But when she sat behind the wheel she felt it was intrinsically wrong. She should not be in charge of something so large and powerful. And she wasn't in charge of it. Even turning the key in the ignition made her fear the car would suddenly leap into life.

‘Not until you put her into gear,' Victor said, snorting with laughter.

They inched around the back haggard in Mellick, Edel nosing the car tentatively around the perimeter, past the black doorways of the outhouses, circling the water pump on its altar of concrete, the rusting mangle in its bed of nettles. These things seemed grounded and necessary, while she sat in a candyfloss car, playing. She did not feel so bleakly inauthentic in the city with Victor. In fact, he was considered
quite a catch, a man with a job and a car, good-looking in a neat, presentable way, smart, keen. Keen at first, Edel thought. Lately she had noticed a certain creeping reserve and she wasn't sure if it was her own nervousness about losing him, or a cooling on his part. Some reserve of her own prevented her from asking. The nerve she had used to attract him deserted her at close quarters. She had begun to brood about what a young man with a car and a salesman's good looks could get up to on sunny afternoons when he was free to wander the city alone. She felt acutely the need for something definitive to happen. Perhaps that was why she had asked him to come home with her for the summer holidays.

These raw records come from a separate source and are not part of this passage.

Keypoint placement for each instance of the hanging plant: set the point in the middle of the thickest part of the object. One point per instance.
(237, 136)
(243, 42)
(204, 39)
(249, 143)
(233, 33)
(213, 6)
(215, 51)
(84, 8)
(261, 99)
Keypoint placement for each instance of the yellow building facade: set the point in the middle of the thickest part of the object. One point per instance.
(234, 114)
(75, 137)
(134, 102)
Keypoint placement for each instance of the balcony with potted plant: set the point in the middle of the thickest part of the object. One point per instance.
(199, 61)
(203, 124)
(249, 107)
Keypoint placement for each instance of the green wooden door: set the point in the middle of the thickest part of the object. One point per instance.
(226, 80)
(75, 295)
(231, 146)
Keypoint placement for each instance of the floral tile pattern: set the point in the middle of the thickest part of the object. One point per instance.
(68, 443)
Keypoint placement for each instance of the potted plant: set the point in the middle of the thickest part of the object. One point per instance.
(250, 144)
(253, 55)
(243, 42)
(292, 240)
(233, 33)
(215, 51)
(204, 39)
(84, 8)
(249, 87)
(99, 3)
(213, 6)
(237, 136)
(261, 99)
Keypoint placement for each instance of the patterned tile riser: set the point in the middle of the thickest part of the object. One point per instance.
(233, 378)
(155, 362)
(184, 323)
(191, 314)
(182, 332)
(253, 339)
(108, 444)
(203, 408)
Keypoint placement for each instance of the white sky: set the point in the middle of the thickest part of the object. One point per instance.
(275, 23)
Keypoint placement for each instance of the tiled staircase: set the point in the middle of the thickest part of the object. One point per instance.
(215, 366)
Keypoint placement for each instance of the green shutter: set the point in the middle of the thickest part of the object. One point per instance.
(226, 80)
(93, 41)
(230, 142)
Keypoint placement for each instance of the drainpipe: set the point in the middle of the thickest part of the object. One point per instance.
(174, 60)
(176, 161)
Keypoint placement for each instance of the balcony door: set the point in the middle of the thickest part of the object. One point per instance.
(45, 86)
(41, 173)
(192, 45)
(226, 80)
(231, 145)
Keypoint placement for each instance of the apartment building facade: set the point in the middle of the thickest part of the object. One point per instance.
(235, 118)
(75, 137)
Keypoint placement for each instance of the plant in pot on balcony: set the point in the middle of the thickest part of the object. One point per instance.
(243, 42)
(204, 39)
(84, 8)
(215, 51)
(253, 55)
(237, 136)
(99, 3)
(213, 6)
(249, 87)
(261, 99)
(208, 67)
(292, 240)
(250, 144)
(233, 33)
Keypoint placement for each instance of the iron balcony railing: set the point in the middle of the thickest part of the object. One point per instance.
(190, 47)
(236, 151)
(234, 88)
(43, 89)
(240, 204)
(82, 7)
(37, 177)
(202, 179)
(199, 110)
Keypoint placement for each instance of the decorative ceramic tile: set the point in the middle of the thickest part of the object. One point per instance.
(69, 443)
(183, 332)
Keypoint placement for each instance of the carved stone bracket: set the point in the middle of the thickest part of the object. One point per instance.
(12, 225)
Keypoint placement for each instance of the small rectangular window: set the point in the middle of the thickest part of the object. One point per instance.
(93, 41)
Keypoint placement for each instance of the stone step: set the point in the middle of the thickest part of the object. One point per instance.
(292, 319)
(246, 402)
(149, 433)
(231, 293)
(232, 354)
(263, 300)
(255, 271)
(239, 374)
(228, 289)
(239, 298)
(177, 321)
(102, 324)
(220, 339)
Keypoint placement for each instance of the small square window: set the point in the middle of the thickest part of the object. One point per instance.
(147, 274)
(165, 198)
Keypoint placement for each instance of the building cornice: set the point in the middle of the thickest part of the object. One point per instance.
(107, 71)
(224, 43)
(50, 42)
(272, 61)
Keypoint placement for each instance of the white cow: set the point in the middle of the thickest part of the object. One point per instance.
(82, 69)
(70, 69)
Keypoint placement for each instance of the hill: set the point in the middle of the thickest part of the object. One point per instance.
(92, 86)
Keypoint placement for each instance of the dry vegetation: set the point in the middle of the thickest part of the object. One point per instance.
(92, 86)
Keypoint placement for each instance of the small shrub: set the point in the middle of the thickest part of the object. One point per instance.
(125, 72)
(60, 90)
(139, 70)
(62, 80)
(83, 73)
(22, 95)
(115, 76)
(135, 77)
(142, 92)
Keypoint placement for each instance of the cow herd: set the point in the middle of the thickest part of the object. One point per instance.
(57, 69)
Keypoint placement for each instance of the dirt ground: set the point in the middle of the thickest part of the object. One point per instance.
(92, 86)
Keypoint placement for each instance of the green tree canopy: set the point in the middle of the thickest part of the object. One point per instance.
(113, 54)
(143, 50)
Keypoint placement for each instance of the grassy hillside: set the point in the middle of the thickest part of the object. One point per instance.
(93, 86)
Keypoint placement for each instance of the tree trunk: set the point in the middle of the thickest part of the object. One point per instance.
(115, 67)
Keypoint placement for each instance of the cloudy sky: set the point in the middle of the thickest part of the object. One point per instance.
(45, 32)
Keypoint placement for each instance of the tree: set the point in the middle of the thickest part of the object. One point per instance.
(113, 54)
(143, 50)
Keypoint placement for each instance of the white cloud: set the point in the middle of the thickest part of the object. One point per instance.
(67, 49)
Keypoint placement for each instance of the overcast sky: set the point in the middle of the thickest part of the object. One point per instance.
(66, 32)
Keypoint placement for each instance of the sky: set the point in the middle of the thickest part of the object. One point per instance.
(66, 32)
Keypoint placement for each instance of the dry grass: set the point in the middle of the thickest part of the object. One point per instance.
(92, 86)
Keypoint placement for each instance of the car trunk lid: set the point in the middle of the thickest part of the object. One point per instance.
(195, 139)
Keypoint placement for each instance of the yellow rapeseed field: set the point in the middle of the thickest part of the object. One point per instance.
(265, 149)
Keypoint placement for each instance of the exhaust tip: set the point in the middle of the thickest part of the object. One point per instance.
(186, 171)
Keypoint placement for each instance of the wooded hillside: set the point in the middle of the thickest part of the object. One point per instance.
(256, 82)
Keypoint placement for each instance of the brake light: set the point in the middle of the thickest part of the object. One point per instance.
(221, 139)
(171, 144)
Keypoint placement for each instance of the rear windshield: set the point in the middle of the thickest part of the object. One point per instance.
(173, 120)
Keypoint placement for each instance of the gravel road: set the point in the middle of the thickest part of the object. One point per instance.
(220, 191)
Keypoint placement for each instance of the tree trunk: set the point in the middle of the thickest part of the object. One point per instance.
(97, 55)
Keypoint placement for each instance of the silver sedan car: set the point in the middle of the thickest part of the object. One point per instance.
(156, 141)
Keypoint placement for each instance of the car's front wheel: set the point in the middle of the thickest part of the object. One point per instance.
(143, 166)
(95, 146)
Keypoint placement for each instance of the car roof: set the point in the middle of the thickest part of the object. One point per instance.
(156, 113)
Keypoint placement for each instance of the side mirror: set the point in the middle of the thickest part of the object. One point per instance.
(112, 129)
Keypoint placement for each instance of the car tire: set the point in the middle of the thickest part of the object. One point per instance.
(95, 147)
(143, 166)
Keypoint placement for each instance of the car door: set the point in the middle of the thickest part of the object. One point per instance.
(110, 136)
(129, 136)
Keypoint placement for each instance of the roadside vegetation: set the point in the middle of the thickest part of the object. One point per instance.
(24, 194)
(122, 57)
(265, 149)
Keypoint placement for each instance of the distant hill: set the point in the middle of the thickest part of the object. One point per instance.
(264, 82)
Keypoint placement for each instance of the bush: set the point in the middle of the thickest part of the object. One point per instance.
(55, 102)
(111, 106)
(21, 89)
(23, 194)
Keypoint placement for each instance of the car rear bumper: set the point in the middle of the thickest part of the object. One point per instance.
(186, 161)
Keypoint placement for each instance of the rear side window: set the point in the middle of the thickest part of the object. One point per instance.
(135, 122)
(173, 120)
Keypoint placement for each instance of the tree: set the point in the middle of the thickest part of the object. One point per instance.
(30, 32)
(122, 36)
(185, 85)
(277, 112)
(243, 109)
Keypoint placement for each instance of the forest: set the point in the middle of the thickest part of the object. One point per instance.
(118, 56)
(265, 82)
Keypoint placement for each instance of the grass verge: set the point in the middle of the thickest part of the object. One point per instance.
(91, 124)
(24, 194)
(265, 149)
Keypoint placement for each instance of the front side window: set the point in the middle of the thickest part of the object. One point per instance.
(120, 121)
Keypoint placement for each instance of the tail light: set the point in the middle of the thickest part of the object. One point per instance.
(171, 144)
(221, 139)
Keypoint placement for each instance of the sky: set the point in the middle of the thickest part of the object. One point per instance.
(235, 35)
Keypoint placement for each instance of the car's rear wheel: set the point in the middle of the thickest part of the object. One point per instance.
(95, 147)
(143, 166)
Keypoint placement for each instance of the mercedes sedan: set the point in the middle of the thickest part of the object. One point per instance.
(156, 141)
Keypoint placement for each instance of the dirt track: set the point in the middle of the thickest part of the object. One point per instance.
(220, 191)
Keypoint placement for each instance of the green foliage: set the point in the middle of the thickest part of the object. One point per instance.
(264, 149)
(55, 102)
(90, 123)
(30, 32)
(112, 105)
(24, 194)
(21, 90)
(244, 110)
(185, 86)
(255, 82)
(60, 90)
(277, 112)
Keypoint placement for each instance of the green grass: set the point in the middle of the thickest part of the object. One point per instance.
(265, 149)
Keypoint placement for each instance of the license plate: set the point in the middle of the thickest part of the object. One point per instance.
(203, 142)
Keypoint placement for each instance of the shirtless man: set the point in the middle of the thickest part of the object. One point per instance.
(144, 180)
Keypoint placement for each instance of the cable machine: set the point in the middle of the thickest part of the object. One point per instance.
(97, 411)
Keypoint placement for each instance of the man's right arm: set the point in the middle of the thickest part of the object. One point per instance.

‘Well,' Victor said finally, laughing. ‘We can't just sit here. Let's try again. And remember … the clutch.'

Damn him, she thought. Teaching her to drive had been all his idea, anyway. Edel suspected that it was boredom; they were into their second week at Mellick and in this setting Victor had seemed ill at ease, his jocular manner a handicap in the face of the busy disapproval of the Forristal household. It was the haymaking season so the house was empty for the long hot afternoons and Victor was at a loose end. He had offered to help but Ned, Edel's brother, had considered this preposterous. As he did Victor's presence. He was a city boy; what would he know about such things? He might as well have been a woman, as far as Ned was concerned.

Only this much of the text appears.